South African-born producer and songwriter, Pete Martin reflects on his 20-year stint in the UK, collaborations with A-list artists, and his newly acquired state of the art London studio with the ultimate Genelec monitoring setup.
“I'm a total nerd, as you know,” begins a cheerful Pete ‘Boxsta’ Martin, who catches up with Headliner after last speaking a few years ago. “My wife and my colleagues joke with me because on my bedside table, my reading material is just manuals! I'm technology obsessed.”
By the time he relocated to London in 2001, Martin had written over 15 number ones, and countless top 10s – becoming one of South Africa’s most sought after multi-platinum selling producer-songwriters. Soon after arriving in the UK, Universal Island signed him to his first international label deal, working closely with Darcus Beese and Nic Gatfield.

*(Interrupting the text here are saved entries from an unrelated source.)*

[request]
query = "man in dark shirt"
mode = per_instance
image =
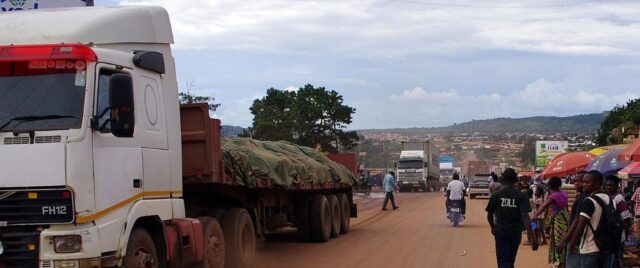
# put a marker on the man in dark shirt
(510, 208)
(573, 260)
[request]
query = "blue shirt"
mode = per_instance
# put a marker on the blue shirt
(389, 183)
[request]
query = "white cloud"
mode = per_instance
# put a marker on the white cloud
(389, 29)
(473, 59)
(419, 94)
(420, 108)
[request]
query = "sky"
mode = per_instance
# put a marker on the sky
(411, 63)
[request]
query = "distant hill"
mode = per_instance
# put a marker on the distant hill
(538, 124)
(231, 131)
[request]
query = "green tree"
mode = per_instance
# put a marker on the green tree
(310, 116)
(621, 117)
(186, 97)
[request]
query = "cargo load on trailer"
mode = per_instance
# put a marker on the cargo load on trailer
(247, 160)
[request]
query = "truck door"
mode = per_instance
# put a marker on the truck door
(117, 162)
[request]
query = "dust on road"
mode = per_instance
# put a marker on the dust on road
(416, 235)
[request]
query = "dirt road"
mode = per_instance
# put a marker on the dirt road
(416, 235)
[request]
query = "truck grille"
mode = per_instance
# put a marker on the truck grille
(34, 207)
(21, 247)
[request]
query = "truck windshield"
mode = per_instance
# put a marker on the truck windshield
(52, 92)
(415, 164)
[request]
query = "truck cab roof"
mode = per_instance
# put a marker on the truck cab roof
(87, 25)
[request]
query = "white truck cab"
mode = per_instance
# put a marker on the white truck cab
(75, 85)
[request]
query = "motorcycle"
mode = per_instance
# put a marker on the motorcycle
(454, 212)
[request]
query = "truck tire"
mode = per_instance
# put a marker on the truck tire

Fast forward to today and he’s an award winning producer-songwriter who has written, produced and remixed for artists such as James Arthur, Arrow Benjamin, Jessie J, Mali Music, Missy Elliot, Rizzle Kicks, Sugababes, Alexandra Burke, Leah McFall, Paper Crows, Roll Deep, Pete Tong and Natalia Kills.
“It’s been a very, very good couple of years,” he says modestly. “I have worked with some really cool people. Working with high profile people does build your career, but I also really like working with up and coming acts; I love that blend.”
Since first working with Arthur, Martin has gone on to work with him numerous times, including two tracks on the singer’s number one album, Back from the Edge.
“He did a couple of sessions with me and I think what clicked with him was, I didn't let him off the hook. You put that guy behind the mic and that one take is the one that you could keep for the rest of your life, but I pushed him a little bit because I just thought, ‘I want to see what he's capable of’. I know that sounds insane, but it was a lesson to me because I thought, ‘let me push him a bit and see what actually happens’.
"We did a couple of tracks and after that he hadn't called me, so I thought that I’d stepped over the line, and then suddenly he said, ‘Pete, I want to write more’, and we started forming this relationship.”